Pay sahibi, esas sözleşmede şirkete getirmeyi taahhüt ettiği sermaye borcunun ifasında tüm malvarlığıyla (sınırsız) sorumludur. Ancak, şirkete koymayı taahhüt ettiği nakdî veya aynî sermayeyi şirkete karşı ifa ettiğinde borcu sona erer ve sorumluluğu kesin olarak ortadan kalkar.

Pay bedelini ödeme borcu dışında pay sahibine rızası olmadan dolaylı veya dolaysız şekilde başka herhangi bir borç yüklenemez.

Tek Borç İlkesinin İstisnaları

Anonim şirkette ana kural tek borç ilkesi olmakla birlikte TTK’nın 480. maddesinin 1. fıkrasında bu kurala istisna öngörülmüştür. Tek borç ilkesinin istisnası ikincil yükümlülüklerdir.

Anonim şirket esas sözleşmeyle pay sahiplerine, pay bedelinin ifası borcu dışında belirli zamanlarda tekrar eden ve gayri nakdî birtakım edimleri yerine getirme yükümünü yükleyebilir (TTK m. 480/4).

Bunlar ikincil (tali) yükümlülükler olarak adlandırılır. Örneğin işletme konusu ketçap üretimi olan bir anonim şirketin, pay sahiplerine her yıl belli bir miktar domatesi teslim etmeyi zorunlu kılması bir ikincil yükümlülüktür.

Nitelikleri gereği ikincil yükümlülükler pay sahibinin sermaye koyma borcunun kapsamına girmez.

İkincil yükümlülükler bir tür eşyaya bağlı borç olarak nitelendirilebilir. Esas sözleşmeden doğdukları için pay sahipliğine dayanırlar, paya ve pay senedine bağlıdırlar, bu nedenle de payın ve pay senedinin devriyle başkalarına geçebilirler. Nitekim TTK madde 480 fıkra 4’te ikincil yükümlülüklerin, nitelik ve kapsamlarının pay senetlerinin veya ilmühaberlerin arkasına yazılabileceğinin öngörülmüştür.

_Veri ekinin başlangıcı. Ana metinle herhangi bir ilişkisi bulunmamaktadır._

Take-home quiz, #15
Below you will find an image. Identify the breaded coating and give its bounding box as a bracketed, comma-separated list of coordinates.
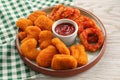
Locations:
[25, 26, 41, 40]
[39, 30, 53, 44]
[16, 18, 33, 31]
[49, 4, 65, 21]
[51, 54, 77, 70]
[18, 31, 27, 40]
[70, 44, 88, 66]
[39, 40, 52, 49]
[36, 45, 58, 67]
[52, 38, 70, 55]
[28, 10, 47, 22]
[34, 15, 53, 31]
[20, 38, 39, 60]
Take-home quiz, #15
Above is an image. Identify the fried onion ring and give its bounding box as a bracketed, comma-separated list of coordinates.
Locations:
[79, 28, 104, 52]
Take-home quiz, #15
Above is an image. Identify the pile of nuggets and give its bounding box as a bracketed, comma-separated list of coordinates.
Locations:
[16, 4, 104, 70]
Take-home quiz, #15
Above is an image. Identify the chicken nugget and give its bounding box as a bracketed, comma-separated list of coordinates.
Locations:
[51, 54, 77, 70]
[18, 31, 27, 40]
[36, 45, 58, 67]
[39, 30, 53, 44]
[52, 38, 70, 55]
[39, 40, 52, 49]
[16, 18, 33, 31]
[70, 44, 88, 66]
[28, 10, 47, 22]
[25, 26, 41, 40]
[20, 38, 39, 60]
[34, 15, 53, 31]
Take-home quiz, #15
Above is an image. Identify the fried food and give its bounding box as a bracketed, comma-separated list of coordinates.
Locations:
[20, 38, 39, 60]
[25, 26, 41, 40]
[68, 8, 81, 20]
[18, 31, 27, 40]
[49, 4, 65, 21]
[39, 30, 53, 44]
[79, 28, 104, 52]
[35, 15, 53, 31]
[36, 45, 58, 67]
[39, 40, 52, 49]
[60, 7, 74, 18]
[70, 44, 88, 66]
[51, 54, 77, 70]
[16, 18, 33, 31]
[52, 38, 70, 55]
[28, 10, 47, 23]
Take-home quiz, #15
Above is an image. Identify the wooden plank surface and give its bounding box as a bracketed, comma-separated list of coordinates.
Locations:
[28, 0, 120, 80]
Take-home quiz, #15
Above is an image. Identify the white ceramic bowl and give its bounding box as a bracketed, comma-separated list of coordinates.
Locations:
[52, 19, 78, 46]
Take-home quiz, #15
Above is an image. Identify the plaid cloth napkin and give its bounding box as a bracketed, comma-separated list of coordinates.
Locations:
[0, 0, 72, 80]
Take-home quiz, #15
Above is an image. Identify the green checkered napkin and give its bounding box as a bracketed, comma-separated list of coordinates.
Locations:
[0, 0, 72, 80]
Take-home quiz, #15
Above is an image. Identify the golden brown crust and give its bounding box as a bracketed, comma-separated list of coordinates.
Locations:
[34, 15, 53, 31]
[16, 18, 33, 31]
[18, 32, 27, 40]
[20, 38, 39, 60]
[25, 26, 41, 40]
[28, 10, 47, 23]
[70, 44, 88, 66]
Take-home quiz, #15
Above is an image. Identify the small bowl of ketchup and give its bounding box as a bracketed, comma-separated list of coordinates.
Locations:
[52, 19, 78, 46]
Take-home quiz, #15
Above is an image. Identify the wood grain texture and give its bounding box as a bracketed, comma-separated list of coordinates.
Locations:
[27, 0, 120, 80]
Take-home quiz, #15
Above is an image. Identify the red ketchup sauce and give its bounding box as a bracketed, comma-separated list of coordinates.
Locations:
[55, 23, 75, 36]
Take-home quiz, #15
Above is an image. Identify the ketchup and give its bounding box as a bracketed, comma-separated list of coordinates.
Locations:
[55, 23, 75, 36]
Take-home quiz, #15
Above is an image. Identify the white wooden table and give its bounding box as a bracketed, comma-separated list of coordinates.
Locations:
[29, 0, 120, 80]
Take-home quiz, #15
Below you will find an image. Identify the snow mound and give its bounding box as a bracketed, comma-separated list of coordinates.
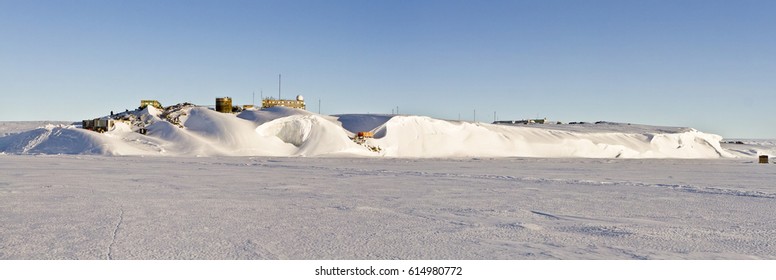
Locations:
[335, 114, 394, 136]
[256, 114, 370, 156]
[371, 116, 733, 158]
[0, 108, 751, 158]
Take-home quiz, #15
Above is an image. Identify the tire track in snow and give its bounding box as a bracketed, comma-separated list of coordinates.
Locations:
[244, 163, 776, 199]
[108, 207, 124, 260]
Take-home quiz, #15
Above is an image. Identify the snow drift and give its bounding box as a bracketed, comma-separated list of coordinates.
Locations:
[0, 104, 742, 158]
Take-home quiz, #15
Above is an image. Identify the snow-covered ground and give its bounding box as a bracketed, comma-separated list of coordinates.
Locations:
[0, 154, 776, 259]
[0, 104, 760, 158]
[0, 108, 776, 259]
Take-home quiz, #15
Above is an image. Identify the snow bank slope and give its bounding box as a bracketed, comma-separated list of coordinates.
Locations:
[0, 108, 734, 158]
[371, 116, 732, 158]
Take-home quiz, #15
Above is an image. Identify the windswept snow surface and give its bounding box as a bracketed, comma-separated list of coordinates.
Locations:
[0, 107, 756, 158]
[0, 154, 776, 260]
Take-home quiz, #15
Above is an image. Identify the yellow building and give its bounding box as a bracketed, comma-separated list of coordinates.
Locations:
[261, 95, 307, 110]
[140, 100, 162, 109]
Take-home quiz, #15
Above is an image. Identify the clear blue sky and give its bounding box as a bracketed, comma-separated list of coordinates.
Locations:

Ancak ilmühaberlerin arkasında ikincil yükümlülüklere ilişkin herhangi bir kayıt bulunmasa dahi bu yükümlülüklerin esas sözleşmede yer alması zorunlu olduğundan tescil ve ilanla birlikte aleniyetin sağlanmış olacağı ve pay senedi veya ilmühaberleri devralan üçüncü kişilerin iyi niyet iddiasında bulunamayacağı söylenebilir.

İkincil yükümlülükten bahsedebilmek için ilk olarak payın devrinin anonim şirketin muvafakatine bağlı olması gerekir (TTK m. 480/4). Bu düzenlemeyle anonim şirkete, payı devralacak kişinin ikincil yükümlülüğü ifa edemeyeceğine kanaat getirdiği halde devri reddetme imkânı tanınmıştır

İkincil yükümlülüklere ilişkin ikinci şart esas sözleşmede yer almalarıdır. Buna göre ikincil yükümlülükler kuruluşta esas sözleşmeyle veya sonradan ilgili tüm pay sahiplerinin muvafakati alınarak (TTK m. 421/2/a) esas sözleşme değişikliğiyle öngörülmelidir.

Son olarak bu yükümlülüklerin tekrar eden nitelikte olmaları ve konularının para olmaması gerekmektedir. Buna göre, bir defalık veya dönemsel para ödemesi (aidat) şeklindeki yükümler ile devamlı nitelik taşıyan yapmama edimleri geçersizdir. Ancak dönemsel hizmet edimlerinin (bir ortaklık görevinin dönüşümlü olarak pay sahiplerince yerine getirilmesi gibi) ikincil yükümlülük olarak öngörülebileceği söylenebilir.

Anonim Şirkete Sermaye Olarak Konulabilecek Değerler

Ticaret şirketlerine sermaye olarak koyulabilecek değerler kural olarak ekonomik değeri olan diğer haklar ile devrolunabilen ve nakden değerlendirilebilen her türlü değerdir.

Bunlara örnek olarak para, alacak, kıymetli evrak ve sermaye şirketlerine ait paylar, fikrî mülkiyet hakları, taşınırlar ve taşınmazlar ile bunların faydalanma ve kullanma hakları, kişisel emek, ticari itibar, ticari işletme, elektronik ortamlar, alanlar, adlar ve işaretler gibi değerler, maden ruhsatnameleri verilmiştir.  (TTK m. 127/1).